Smooth Waters At The World War II Memorial
Smooth Waters At The World War II Memorial | Washington Photo Safari
The World War II Memorial photographs best at night! The low light is perfect to turn the fountains into silky, smooth shaped bodies of water. And doing that is easy. With the Washington Monument and Lincoln Memorial in the vicinity, they can also be included artistically in your images. All they need is you with your camera and a sturdy tripod!
Join Angela Maloney, an art photographer whose work has been published and written about in the US and overseas, as she shows you the secrets of photographing water while including structures in and around the World War II Memorial.
This photo Safari will begin with the words “please set your camera to M for manual” and a basic explanation of why manual is the most powerful mode to use in photography and what the photography settings you will control actually does. From there, we will apply that knowledge as we take photos on and around the Memorial. Angela will provide individual assistance to each student to maximize the opportunity for great photos!
Don’t forget to bring a sturdy tripod. It will be essential. You will learn to use it to steady your camera while you learn the secrets of shutter speed and composition to capture memorable photos of the World War II Memorial and the surrounding monuments.
• A Sturdy Tripod
• Extra Memory Card
• Extra Charged Battery
• Filters or Other Accessories
• Weather Appropriate Clothing
Meet at base of flagpole on Atlantic Side of the memorial on 17th Street.

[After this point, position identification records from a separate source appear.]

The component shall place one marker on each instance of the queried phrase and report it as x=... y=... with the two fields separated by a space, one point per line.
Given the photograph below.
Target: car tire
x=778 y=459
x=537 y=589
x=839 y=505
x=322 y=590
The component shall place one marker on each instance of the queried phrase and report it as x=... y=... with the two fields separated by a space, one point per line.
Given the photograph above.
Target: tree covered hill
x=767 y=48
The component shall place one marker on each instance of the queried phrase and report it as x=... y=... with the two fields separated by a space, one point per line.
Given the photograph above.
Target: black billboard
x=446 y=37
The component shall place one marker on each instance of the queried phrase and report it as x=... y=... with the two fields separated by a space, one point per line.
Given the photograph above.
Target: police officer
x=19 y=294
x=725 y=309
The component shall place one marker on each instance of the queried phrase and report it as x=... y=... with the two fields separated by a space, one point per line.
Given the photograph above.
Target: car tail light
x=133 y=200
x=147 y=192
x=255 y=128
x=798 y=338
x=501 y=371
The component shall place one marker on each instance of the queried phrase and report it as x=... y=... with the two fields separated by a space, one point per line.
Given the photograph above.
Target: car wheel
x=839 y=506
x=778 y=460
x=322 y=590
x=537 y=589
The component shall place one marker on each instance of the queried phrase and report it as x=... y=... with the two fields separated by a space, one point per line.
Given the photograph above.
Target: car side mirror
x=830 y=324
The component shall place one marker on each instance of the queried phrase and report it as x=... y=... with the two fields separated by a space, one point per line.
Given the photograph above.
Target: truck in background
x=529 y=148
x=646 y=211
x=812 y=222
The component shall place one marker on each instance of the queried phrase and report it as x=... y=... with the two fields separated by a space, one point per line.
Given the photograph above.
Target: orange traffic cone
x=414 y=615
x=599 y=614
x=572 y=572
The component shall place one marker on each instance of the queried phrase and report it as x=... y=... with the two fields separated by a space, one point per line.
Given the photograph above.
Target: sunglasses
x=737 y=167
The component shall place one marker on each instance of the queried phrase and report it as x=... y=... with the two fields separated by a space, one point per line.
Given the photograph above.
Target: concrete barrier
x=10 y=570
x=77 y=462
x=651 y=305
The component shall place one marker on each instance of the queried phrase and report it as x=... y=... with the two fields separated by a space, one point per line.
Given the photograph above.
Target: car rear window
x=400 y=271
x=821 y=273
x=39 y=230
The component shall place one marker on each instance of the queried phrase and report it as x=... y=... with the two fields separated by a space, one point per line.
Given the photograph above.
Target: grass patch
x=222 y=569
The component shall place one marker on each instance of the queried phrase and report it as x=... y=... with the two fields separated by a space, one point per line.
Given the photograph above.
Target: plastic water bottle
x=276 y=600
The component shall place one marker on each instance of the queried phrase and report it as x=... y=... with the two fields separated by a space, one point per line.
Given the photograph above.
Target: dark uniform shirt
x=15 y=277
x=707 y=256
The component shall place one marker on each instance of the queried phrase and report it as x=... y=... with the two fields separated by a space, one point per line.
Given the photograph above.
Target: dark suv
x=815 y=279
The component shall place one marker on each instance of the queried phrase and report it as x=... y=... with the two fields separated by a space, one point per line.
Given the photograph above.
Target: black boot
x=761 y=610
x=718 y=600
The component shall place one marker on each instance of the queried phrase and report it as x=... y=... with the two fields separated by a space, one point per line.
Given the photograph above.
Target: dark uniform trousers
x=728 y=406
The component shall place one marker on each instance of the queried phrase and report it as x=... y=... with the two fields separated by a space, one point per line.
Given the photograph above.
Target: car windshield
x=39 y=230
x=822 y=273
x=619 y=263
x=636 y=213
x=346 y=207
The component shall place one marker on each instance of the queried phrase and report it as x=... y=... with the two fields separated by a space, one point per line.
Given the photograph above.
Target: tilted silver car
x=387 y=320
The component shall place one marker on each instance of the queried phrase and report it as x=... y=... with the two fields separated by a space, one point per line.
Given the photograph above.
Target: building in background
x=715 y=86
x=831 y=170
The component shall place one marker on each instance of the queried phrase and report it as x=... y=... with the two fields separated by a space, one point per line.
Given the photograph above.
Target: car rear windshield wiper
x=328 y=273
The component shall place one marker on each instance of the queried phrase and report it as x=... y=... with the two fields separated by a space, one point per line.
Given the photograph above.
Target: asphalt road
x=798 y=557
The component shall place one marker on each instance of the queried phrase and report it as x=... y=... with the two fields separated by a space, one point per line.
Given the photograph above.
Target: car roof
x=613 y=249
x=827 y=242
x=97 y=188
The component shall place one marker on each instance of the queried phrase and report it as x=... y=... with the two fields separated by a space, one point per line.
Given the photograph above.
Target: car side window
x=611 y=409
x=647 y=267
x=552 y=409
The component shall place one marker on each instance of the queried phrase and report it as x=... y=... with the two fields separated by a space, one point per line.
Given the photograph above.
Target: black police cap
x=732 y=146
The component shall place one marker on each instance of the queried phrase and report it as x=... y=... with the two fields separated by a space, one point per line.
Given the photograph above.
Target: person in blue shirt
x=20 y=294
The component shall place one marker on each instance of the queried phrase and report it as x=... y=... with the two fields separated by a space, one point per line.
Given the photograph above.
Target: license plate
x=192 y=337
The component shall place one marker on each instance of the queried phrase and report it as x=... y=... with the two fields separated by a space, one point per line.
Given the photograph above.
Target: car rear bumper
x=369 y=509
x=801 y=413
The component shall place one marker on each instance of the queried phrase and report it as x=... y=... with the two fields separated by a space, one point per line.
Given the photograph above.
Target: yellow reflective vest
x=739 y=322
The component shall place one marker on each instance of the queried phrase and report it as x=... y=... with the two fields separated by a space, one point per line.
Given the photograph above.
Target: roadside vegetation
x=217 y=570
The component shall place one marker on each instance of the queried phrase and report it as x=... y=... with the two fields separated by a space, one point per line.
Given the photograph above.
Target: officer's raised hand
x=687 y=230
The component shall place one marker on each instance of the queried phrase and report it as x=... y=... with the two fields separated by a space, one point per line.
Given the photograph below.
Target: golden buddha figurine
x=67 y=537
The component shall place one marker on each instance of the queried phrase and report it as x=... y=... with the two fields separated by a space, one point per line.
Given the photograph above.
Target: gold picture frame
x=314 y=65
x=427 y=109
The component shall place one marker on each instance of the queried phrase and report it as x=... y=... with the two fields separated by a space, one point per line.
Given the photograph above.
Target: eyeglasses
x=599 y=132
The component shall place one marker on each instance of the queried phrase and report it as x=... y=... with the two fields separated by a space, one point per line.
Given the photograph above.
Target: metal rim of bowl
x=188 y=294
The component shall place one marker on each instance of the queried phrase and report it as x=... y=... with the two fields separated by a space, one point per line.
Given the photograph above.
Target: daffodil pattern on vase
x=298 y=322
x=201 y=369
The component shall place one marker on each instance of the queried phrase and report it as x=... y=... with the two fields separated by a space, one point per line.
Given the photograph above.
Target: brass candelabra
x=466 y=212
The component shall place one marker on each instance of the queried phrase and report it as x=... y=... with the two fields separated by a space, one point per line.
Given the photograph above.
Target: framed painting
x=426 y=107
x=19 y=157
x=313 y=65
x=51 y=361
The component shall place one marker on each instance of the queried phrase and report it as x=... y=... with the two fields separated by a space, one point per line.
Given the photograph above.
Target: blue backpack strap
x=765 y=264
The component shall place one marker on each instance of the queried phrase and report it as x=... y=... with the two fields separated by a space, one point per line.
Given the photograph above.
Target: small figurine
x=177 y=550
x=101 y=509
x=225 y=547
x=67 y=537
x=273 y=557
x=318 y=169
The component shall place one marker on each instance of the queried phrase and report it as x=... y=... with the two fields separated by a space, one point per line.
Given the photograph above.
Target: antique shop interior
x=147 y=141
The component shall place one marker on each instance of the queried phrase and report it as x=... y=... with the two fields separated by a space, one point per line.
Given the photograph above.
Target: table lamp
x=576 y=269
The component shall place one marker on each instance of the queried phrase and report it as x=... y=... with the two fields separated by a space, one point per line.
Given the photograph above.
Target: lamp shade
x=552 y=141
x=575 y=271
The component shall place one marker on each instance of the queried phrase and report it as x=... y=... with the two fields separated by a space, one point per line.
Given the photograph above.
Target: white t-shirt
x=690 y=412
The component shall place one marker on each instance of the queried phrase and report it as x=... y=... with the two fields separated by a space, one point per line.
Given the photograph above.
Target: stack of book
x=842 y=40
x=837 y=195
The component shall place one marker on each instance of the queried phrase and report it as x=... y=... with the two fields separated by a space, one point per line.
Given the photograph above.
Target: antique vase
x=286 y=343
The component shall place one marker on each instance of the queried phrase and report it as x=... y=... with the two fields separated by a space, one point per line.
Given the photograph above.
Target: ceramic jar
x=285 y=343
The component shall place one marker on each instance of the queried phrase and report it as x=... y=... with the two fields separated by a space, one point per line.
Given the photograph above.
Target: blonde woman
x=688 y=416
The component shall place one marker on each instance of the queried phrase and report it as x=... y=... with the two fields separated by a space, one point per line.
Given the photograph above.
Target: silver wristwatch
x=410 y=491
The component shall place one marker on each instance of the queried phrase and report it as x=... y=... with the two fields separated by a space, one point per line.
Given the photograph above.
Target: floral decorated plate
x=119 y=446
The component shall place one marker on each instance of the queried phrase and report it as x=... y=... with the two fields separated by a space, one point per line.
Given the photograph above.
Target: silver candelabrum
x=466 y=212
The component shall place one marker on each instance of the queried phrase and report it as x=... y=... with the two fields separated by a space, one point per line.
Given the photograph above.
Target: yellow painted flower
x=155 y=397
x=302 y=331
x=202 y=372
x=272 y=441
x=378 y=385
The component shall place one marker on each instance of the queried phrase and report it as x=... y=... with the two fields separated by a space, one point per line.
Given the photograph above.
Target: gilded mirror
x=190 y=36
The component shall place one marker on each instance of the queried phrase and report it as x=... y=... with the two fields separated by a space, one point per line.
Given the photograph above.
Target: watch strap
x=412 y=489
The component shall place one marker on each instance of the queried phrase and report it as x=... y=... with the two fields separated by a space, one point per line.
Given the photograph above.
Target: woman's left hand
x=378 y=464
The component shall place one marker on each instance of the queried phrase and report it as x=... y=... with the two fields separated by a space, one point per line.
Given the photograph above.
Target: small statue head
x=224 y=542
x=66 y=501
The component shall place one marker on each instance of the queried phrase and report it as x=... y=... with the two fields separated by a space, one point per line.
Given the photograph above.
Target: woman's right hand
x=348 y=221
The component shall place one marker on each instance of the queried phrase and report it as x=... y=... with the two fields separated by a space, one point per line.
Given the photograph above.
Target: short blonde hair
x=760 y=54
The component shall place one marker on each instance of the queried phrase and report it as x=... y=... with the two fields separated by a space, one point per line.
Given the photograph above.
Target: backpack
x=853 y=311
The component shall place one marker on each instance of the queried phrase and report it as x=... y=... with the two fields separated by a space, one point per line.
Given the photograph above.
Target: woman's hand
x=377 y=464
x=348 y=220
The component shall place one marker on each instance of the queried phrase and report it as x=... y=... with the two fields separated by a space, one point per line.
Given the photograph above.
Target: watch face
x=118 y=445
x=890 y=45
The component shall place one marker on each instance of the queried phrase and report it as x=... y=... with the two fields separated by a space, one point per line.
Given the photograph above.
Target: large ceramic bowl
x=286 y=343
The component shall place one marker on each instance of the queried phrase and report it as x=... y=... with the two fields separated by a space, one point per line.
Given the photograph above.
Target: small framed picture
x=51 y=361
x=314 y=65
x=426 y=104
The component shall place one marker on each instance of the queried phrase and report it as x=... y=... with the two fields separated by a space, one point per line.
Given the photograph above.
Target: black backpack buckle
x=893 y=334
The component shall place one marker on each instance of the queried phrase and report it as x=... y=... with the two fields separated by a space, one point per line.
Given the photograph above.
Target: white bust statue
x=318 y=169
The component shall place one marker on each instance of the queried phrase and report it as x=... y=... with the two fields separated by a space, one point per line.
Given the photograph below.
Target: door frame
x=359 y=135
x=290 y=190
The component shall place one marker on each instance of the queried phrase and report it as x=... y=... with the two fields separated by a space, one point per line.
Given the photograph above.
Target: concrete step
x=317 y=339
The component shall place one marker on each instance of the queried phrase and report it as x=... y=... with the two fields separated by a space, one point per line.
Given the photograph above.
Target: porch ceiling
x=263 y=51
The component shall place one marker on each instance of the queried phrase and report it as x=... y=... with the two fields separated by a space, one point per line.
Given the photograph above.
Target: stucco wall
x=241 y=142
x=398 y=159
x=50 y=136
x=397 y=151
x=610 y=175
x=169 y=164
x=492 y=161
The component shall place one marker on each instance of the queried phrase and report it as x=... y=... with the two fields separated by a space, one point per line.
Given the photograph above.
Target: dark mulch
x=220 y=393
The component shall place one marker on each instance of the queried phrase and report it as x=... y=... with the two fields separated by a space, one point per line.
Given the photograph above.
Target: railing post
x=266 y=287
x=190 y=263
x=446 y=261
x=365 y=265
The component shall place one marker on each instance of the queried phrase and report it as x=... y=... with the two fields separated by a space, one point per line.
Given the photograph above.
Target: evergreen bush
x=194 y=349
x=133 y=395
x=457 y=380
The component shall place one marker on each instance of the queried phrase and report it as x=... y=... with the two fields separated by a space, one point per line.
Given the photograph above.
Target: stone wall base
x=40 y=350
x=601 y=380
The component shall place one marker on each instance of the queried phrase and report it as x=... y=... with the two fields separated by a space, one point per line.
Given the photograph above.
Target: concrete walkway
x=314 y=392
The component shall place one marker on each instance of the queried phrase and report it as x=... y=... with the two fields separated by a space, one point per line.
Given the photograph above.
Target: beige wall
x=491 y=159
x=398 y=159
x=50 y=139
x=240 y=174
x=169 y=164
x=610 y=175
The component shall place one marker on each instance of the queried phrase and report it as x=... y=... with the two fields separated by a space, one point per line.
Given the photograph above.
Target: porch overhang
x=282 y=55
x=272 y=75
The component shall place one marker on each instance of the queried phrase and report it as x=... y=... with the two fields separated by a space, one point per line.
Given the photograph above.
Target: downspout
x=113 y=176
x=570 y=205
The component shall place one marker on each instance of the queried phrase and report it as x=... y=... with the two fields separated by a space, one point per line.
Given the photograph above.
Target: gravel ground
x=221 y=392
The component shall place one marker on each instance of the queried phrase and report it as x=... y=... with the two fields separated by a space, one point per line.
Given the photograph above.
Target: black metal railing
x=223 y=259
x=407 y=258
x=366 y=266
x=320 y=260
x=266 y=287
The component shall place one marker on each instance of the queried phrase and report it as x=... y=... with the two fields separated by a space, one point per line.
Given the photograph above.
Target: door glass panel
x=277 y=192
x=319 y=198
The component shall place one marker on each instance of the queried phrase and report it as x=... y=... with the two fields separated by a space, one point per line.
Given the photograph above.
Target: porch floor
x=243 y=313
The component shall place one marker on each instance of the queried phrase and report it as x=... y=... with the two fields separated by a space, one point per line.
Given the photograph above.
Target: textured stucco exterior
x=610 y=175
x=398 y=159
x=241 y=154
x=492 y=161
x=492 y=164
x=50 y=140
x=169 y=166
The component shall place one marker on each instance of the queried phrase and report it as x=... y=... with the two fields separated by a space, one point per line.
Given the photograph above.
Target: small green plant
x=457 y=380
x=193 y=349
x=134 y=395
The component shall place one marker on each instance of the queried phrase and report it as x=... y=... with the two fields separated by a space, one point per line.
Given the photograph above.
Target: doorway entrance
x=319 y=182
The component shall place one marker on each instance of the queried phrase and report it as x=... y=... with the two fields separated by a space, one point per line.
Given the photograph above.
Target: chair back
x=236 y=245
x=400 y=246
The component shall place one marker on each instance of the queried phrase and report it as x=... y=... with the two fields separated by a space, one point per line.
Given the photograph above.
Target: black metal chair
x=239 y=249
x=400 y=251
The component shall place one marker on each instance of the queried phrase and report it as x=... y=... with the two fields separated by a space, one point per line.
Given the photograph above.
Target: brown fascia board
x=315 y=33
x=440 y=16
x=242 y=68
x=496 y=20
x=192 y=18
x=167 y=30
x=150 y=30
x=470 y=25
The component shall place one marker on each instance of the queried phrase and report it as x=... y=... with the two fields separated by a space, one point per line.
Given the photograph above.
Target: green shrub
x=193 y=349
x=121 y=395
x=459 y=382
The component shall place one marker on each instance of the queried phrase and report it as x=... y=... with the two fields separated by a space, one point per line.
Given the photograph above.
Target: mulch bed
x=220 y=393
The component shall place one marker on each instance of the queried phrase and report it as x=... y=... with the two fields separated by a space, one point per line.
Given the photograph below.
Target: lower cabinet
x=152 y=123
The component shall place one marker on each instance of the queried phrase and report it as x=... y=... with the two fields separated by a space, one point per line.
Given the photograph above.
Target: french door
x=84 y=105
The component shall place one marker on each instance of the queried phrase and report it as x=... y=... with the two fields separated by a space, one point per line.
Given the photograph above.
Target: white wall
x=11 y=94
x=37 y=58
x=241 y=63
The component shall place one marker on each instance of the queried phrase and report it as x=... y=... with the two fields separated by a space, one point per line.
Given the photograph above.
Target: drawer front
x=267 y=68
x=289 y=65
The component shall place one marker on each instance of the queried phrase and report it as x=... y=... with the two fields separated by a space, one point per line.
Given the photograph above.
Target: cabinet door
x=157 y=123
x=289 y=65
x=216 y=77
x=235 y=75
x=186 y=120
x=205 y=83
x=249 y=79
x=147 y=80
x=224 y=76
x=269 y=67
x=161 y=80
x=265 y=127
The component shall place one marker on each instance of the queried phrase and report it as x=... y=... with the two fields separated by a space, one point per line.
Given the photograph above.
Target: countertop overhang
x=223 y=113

Angela Maloney is an art-oriented photographer. In her first career, she was an attorney. In her second, she was a Foreign Service Officer at the US Department of State until an
injury suffered serving overseas resulted in her medical retirement. Photography is her third act. Her work has been published multiple times in the United States and Europe. In
addition, she has been the subject of interviews and articles. She speaks English fluently and—at least according to the State Department—speaks Spanish at a professional level
as well. She is passionate about photography, viewing it as an opportunity for self-expression. Her mantra is to take photos “about” things instead of taking photos “of” things.
She has served as the North America Ambassador coordinator for Nature First, a global nonprofit that promotes responsible practices in nature photography. She remains a Nature
First member as well as a member of the Professional Photographers of America, American Photographic Artists, and the North American Nature Photography Association. She is a
past member of the Fredericksburg Street Photography Collective. She is a cofounder of the soon-to-be-opened Responsible Photography Collective.